In an object-oriented system, many objects work with other objects to do their jobs. When working with these collaborators, one of the first questions is always, “How does this object find out who its collaborators are?”

If the collaborator is a simple helper object, the most direct solution is for the object to create the collaborator itself.

Direct Construction of Collaborator
class Worker

  def initialize

    @helper = Helper.new

  end

 
  def operation

    @helper.help_me

  end

end

The direct solution can work well in many cases. However, if the collaborator performs expensive computation or accesses external resources, the owning object can become difficult or expensive to test. When that happens, it is helpful for the tests to provide an alternate collaborator, such as a stub or mock object. This keeps the tests running fast and avoids dependencies on external resources.

Injecting a Collaborator
class Worker

  def initialize(helper)

    @helper = helper

  end

 
  def operation

    @helper.help_me

  end

end

 
class WorkerTest < Minitest::Test

  def setup

    @helper = Minitest::Mock.new

    @worker = Worker.new(@helper)

  end

 
  # ...

end

 
def domain_code

  worker = Worker.new(Helper.new)

  worker.operation

end

This pattern of providing a collaborator is called Dependency Injection. Martin Fowler has written a very good introduction to the topic. I won’t debate the pros and cons of using Dependency Injection here. Instead, my focus is on the affordances provided by various programming languages to support this pattern.
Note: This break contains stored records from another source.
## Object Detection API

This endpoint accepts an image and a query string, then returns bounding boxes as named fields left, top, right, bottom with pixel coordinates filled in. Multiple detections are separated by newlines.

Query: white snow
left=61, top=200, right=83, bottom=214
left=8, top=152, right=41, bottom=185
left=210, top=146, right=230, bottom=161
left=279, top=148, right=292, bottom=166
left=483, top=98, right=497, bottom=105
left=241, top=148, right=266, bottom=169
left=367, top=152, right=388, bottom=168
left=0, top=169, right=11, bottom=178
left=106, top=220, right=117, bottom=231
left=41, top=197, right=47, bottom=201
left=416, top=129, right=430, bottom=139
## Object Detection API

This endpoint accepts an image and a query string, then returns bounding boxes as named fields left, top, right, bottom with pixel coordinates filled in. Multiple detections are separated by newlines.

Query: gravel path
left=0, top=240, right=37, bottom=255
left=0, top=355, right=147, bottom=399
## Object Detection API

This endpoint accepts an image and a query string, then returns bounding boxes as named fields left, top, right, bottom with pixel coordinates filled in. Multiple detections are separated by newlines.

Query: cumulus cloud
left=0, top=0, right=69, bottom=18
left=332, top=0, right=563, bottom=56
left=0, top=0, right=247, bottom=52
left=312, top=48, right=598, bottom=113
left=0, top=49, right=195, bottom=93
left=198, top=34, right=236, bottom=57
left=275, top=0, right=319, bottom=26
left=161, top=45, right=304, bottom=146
In a dynamically-typed language like Ruby, explicit interfaces are not necessary. We can just take advantage of “duck-typing”. However, even though we don’t have to create an explicit interface, it’s good to remember that we are still defining an implicit interface that consists of all of the messages the owning object sends to the collaborator.
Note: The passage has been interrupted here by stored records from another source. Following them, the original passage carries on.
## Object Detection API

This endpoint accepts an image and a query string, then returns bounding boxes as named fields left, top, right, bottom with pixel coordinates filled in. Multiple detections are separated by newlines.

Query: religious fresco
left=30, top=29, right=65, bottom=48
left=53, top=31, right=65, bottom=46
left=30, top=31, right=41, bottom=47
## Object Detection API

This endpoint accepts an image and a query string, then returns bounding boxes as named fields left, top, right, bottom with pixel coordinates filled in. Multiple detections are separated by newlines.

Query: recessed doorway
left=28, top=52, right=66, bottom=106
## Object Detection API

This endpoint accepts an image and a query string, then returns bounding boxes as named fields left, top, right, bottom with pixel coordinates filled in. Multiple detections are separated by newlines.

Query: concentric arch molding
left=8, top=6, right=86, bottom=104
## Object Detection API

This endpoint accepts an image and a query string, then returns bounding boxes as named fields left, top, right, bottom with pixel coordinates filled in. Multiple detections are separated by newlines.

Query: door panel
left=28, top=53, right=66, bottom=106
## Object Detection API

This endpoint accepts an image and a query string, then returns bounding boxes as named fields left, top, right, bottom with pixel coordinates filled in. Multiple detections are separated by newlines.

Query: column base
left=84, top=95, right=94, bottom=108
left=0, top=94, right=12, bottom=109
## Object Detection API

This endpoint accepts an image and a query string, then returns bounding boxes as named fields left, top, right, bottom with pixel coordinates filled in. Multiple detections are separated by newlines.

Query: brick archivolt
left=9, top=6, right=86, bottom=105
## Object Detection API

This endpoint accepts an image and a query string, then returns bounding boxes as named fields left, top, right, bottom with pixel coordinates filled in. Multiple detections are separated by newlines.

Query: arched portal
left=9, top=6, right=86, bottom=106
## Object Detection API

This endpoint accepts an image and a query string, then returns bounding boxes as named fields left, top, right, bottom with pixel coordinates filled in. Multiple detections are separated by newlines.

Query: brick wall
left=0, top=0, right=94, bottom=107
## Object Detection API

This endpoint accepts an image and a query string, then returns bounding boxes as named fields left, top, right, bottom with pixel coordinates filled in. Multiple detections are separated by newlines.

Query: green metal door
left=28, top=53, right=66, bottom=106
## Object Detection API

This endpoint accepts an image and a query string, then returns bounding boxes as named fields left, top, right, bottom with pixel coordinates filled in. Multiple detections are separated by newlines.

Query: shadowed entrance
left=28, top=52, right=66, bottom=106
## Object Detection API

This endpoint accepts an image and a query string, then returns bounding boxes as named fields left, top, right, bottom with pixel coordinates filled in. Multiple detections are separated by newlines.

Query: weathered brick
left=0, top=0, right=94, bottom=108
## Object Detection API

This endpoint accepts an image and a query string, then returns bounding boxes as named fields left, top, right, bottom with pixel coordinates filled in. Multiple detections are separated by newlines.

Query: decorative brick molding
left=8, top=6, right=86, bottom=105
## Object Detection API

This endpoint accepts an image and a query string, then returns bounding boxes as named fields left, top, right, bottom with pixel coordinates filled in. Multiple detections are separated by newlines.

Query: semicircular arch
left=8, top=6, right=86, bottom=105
In an explicitly-typed language like C++, C#, or Java, it is necessary to define an explicit interface for the injected collaborator. The real collaborator and the substitute both have to implement the interface:

Dependency Injection in C++
class Helper

{

public:

  virtual ~Helper() {}

  virtual void helpMe() const = 0;

};

 
class RealHelper : public Helper

{

public:

  virtual void helpMe() const

  {

      // Implementation

  }

};

 
class Worker

{

public:

    Worker(const Helper& helper) :

      helper{helper}

    {

    }

 
    void operation()

    {

        helper.helpMe();

    }

 
private:

    const Helper& helper;

};

 
class FakeHelper : public Helper

{

public:

  virtual void helpMe() const

  {

      // Implementation

  }

};

 
void testCode()

{

    FakeHelper helper;

    Worker worker{fakeHelper};

    worker.operation();

}

 
void domainCode()

{

    RealHelper helper;

    Worker worker{realHelper};

    worker.operation();

}

One of the criticisms of Dependency Injection is that it makes the client code more verbose, because all clients have to specify the dependencies. In the case of a single real implementation of the injected collaborator, this can get noisy. A possible solution is to make use of argument-passing affordances to provide a default implementation.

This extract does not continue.